La verdad es que míster Stopps no solía reírse más que una vez al año, y, eso sí, cuando le tocaba reírse lo hacía con toda su alma; y ahora se reía como si hiciera tres años que no había reído, y Kásperle se puso como loco al verle y dio muchas volteretas y a todos se les contagió la risa y en la plaza entera se oían grandes carcajadas. Al final dijo míster Stopps:

—Yo ser feliz de comprar a Kásperle…

—¡Viva, viva! —gritaron todos.

—Yo querer mucho a Kásperle…

Y entonces Kásperle señaló con el dedo a míster Stopps y dijo:

—Pues yo no te quiero…

—¡Kásperle, por Dios! —dijo el alcalde.

—¡Oh, él mí no querer, oh!

—¡Se dice «él no me quiere»! —chillaron los niños.

—¡No me mí no quiere, oh yo estar triste!

Y entonces aquel locuelo de Kásperle le dijo:

—Hombre, un poco sí te quiero, pero quiero más a esos… —y señalaba a todos los vecinos de Torburgo, apretados en la plaza.
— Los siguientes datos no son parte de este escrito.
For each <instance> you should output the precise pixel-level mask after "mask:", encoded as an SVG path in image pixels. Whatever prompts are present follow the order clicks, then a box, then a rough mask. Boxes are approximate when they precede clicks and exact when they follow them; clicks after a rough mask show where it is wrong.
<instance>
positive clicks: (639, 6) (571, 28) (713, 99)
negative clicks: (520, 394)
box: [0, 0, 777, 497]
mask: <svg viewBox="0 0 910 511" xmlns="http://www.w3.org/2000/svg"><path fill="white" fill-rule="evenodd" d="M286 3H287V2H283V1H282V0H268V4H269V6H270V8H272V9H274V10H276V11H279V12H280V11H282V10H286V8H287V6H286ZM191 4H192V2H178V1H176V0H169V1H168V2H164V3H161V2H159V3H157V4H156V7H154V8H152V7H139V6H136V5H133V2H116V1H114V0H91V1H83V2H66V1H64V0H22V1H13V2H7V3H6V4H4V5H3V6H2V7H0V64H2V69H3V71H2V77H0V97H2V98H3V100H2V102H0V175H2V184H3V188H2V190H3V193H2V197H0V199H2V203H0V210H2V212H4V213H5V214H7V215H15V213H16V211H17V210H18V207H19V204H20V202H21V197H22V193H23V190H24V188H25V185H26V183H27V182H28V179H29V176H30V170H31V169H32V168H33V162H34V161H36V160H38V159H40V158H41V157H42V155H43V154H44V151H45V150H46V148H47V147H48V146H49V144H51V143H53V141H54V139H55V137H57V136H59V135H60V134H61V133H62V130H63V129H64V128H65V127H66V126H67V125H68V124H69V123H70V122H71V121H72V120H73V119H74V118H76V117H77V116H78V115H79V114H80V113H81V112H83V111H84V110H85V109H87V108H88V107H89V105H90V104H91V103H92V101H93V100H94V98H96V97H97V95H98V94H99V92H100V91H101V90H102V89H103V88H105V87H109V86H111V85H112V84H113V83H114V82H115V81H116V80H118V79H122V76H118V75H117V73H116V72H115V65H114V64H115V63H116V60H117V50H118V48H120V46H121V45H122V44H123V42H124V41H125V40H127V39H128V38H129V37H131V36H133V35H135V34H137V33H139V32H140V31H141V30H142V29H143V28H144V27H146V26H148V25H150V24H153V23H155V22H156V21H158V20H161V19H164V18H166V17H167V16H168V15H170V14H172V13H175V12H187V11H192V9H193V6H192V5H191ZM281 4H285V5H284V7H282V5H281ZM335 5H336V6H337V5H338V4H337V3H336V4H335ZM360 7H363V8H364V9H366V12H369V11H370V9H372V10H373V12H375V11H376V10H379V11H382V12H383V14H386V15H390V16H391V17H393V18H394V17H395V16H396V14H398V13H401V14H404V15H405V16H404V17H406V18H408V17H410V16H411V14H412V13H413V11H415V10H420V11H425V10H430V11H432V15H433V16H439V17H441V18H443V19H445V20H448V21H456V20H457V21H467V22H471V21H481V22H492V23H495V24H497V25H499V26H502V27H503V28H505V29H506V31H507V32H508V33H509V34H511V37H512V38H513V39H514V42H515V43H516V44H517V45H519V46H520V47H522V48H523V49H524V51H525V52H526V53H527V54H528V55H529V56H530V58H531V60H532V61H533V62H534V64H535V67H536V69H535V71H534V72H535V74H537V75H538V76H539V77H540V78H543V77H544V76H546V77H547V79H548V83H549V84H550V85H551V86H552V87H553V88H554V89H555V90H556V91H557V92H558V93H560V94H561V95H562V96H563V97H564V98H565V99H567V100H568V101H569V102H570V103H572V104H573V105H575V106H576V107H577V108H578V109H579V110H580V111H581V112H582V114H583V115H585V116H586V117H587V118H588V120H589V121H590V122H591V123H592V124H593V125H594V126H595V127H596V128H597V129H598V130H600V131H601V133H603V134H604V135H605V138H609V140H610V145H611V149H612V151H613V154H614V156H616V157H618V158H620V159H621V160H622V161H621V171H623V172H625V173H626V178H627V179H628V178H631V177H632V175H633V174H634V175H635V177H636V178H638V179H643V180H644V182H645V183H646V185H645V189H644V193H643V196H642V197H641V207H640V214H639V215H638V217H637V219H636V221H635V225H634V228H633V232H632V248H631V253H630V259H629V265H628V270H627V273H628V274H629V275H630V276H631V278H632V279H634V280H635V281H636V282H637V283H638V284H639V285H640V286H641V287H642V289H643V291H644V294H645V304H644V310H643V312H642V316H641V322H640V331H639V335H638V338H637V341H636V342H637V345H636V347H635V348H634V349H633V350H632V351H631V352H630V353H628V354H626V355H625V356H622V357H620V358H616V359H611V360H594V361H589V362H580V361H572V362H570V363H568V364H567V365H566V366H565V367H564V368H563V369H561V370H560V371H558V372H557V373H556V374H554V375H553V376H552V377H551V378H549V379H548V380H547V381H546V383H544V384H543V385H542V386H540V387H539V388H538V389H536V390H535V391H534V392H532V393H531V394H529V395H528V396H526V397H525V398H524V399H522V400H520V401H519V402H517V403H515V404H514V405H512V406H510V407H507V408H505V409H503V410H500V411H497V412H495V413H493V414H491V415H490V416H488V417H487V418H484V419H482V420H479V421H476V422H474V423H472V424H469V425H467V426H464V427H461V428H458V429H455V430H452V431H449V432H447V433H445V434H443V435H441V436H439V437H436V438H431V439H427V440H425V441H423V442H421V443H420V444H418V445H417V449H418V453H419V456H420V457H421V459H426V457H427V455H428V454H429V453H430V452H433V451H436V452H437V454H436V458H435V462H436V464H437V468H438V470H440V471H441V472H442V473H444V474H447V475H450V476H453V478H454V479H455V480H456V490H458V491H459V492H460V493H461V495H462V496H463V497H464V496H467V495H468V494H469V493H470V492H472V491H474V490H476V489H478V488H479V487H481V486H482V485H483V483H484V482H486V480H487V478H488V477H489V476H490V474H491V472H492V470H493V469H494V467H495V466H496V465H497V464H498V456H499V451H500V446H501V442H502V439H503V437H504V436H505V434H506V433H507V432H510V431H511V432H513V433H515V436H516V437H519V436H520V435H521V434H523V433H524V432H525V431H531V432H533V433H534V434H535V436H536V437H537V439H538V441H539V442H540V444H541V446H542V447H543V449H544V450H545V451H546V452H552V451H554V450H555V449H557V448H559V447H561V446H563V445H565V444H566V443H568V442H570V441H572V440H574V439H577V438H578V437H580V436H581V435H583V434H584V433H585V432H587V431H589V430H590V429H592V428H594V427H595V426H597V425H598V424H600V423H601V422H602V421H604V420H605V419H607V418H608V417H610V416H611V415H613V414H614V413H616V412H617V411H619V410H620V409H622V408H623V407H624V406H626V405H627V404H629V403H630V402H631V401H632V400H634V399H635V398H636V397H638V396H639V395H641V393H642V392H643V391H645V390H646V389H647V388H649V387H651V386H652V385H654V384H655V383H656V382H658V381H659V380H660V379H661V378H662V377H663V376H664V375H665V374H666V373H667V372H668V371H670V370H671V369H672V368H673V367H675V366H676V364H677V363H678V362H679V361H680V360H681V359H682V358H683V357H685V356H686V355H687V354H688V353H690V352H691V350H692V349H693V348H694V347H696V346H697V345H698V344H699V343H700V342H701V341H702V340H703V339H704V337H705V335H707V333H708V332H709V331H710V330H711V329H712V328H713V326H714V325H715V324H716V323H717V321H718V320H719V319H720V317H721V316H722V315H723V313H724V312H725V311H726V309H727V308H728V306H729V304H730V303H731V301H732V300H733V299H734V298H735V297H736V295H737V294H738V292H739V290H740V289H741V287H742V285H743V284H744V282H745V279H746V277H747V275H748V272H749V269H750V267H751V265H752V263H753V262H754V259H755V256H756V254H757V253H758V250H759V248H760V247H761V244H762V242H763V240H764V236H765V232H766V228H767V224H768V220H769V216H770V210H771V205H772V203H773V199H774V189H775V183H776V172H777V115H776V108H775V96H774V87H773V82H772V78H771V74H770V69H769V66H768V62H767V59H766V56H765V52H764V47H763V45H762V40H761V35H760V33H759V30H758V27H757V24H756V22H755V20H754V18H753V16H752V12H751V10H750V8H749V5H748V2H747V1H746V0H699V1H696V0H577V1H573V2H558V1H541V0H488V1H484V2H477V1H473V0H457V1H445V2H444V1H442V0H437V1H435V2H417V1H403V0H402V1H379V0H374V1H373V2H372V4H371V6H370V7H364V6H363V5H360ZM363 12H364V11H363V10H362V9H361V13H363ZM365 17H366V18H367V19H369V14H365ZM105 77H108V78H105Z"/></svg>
Y cada uno de los vecinos creía que le señalaba a él, y todos se pusieron muy contentos y volvieron a gritar «¡Viva!», y sacaron los pañuelos, y la banda de música volvió a tocar, y los del coro cantaron la canción en honor de Kásperle. Fue una despedida preciosa.
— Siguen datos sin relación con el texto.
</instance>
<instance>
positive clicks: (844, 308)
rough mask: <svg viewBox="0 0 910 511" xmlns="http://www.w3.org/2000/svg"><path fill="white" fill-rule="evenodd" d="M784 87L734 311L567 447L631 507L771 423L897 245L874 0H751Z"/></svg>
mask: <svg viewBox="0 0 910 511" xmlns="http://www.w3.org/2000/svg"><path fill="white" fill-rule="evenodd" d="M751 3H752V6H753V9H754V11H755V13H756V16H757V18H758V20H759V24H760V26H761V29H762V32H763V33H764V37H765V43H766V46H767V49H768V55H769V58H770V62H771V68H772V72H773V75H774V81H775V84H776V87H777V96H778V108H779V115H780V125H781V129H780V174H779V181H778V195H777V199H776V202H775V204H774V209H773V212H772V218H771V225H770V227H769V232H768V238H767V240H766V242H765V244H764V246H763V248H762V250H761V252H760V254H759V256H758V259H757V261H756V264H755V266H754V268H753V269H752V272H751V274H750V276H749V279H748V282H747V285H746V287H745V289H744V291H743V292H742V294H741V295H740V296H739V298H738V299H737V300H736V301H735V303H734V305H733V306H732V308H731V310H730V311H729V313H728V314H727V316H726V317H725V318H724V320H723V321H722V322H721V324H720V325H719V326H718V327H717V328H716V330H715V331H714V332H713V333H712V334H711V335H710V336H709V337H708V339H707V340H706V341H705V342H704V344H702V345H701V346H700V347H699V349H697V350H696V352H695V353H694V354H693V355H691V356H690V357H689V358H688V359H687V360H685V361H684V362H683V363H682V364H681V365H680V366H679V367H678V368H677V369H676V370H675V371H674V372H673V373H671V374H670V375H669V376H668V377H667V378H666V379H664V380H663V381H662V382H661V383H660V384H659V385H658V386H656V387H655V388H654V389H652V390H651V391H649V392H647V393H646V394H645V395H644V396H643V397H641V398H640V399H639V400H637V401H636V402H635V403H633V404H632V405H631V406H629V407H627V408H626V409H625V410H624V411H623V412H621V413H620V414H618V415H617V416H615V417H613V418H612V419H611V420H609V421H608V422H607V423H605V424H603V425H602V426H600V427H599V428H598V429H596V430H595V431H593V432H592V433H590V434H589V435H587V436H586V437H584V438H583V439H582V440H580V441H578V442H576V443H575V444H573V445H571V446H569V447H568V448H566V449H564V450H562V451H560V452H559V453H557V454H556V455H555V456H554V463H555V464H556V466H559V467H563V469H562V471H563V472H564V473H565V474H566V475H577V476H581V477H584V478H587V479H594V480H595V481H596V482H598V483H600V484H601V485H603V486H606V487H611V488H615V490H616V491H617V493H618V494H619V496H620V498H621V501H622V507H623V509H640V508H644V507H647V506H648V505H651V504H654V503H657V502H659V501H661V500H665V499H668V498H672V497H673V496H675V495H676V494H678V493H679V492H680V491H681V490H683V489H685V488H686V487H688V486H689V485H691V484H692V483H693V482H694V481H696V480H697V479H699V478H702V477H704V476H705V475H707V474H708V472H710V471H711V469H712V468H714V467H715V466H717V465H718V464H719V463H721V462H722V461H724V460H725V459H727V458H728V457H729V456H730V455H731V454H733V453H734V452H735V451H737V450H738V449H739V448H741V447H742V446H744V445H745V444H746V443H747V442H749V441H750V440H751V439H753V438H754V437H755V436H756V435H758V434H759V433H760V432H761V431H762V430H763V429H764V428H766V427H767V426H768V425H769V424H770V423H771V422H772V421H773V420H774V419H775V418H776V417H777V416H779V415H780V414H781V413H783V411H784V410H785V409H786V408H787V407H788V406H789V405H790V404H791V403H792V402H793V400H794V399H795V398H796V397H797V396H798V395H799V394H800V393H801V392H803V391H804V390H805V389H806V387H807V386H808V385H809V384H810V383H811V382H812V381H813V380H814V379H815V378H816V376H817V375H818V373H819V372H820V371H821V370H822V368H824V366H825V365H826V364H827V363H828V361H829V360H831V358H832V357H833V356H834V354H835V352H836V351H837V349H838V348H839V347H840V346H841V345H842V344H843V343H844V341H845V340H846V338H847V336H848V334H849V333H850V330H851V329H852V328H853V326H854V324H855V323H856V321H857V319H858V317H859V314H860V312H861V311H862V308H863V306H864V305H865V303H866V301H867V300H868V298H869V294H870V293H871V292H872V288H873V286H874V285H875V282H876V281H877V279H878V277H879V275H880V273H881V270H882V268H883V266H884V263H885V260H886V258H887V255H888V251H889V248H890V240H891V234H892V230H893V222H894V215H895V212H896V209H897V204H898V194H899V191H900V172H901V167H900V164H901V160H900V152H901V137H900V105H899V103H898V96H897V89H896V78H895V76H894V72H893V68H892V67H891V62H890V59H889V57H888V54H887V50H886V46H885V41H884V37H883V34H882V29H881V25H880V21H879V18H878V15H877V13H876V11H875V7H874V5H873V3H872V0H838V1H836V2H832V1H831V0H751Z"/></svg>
Maese Severín le dijo a su mujer la señora Amada:

—No parece que Kásperle esté muy triste con la marcha…

Pero Kásperle estaba triste, ya lo creo; y cuando por fin se acostó, empezó a llorar en su camita, pensando que era la última vez que estaba con sus buenos amigos de Torburgo, hasta que pasara mucho tiempo. Y decía entre sollozos: «No tengo nunca una casa mía, no tengo patria, siempre voy de un lado a otro…», y se ponía tristísimo.

—¡Pobrecito Kásperle, pobre pequeño! —le dijo la señora Amada, que le quería como si fuera su hijo; y maese Severín cogió su violín y se sentó en la cama de Kásperle y tocó para él una canción preciosa. Y Kásperle se fue quedando tranquilo y al fin se durmió.

Y de repente le despertó la trompeta de la diligencia, que sonaba delante de su casa; era la hora de salir de viaje. Ya no había más remedio que irse con míster Stopps. ¡Dios mío, tenía que marcharse! Kásperle se vistió para salir con aquel inglés desconocido a recorrer esos mundos de Dios.